The results and models that are reported in this notebook (so the ones under the "best" folders) are actually not the output of parameter sweeping, but using the same parameters as in the Conneau paper for easier comparison.\
\
There are two differences from the original paper's setup:
* I used **dropout** of 0.5 at both the encoder and the classifier (original did not report any dropout)
* I used **Adam optimizer**. For that, the (starting) learning rate and the stopping had to be reduced, to 0.001 and 1e-06.

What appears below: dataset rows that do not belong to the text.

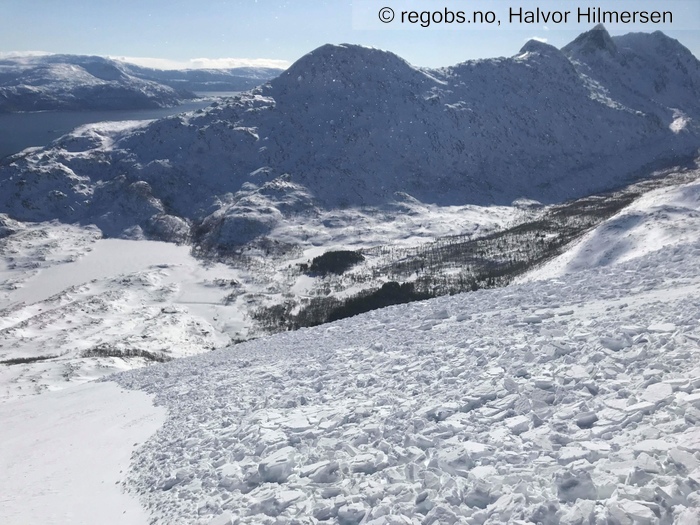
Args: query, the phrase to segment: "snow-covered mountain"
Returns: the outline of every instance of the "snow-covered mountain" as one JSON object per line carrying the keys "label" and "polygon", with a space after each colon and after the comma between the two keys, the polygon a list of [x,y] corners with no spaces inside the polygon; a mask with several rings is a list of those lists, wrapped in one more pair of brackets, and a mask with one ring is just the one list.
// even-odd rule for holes
{"label": "snow-covered mountain", "polygon": [[[13,157],[0,523],[699,523],[700,171],[587,194],[697,149],[694,60],[602,29],[440,71],[331,46],[231,103]],[[466,204],[521,194],[586,197]],[[231,345],[265,301],[352,293],[299,270],[329,249],[372,248],[381,280],[377,261],[471,238],[512,260],[502,233],[552,246],[577,220],[507,288]],[[144,235],[195,246],[105,238]]]}
{"label": "snow-covered mountain", "polygon": [[[601,58],[611,46],[618,58]],[[295,214],[381,206],[397,192],[554,202],[693,157],[698,85],[698,61],[660,33],[596,29],[564,51],[531,41],[512,58],[440,70],[327,45],[229,102],[82,128],[11,159],[0,211],[227,249]]]}
{"label": "snow-covered mountain", "polygon": [[[667,195],[674,202],[697,187]],[[395,306],[5,402],[0,518],[697,523],[700,230],[687,226],[684,242],[624,263]],[[125,292],[159,286],[144,277],[124,276]],[[119,298],[115,309],[128,323],[126,304]],[[76,303],[74,314],[95,306]],[[66,316],[63,328],[77,319]]]}
{"label": "snow-covered mountain", "polygon": [[0,59],[0,111],[142,109],[177,105],[189,92],[129,74],[96,56]]}
{"label": "snow-covered mountain", "polygon": [[81,55],[0,59],[0,112],[175,106],[192,91],[242,91],[281,70],[162,71]]}
{"label": "snow-covered mountain", "polygon": [[174,89],[187,91],[246,91],[284,71],[271,67],[234,67],[227,69],[153,69],[122,63],[130,74]]}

If we compare the results to the ones reported in the paper we can see two things:
* The SNLI results are comparable, slightly better here
* The transfer results are noticably worse

This gives the idea that we are not overfitting the data, but we **are overfitting the task**. My intuition was that it might be due to the Adam optimizer, as the other difference, the dropout is a regularization that should not give task overfitting. To test that I ran a version with SGD optimizer (change optimizer in the trainFunctions), the corresponding files can be found in the sgd_... folders.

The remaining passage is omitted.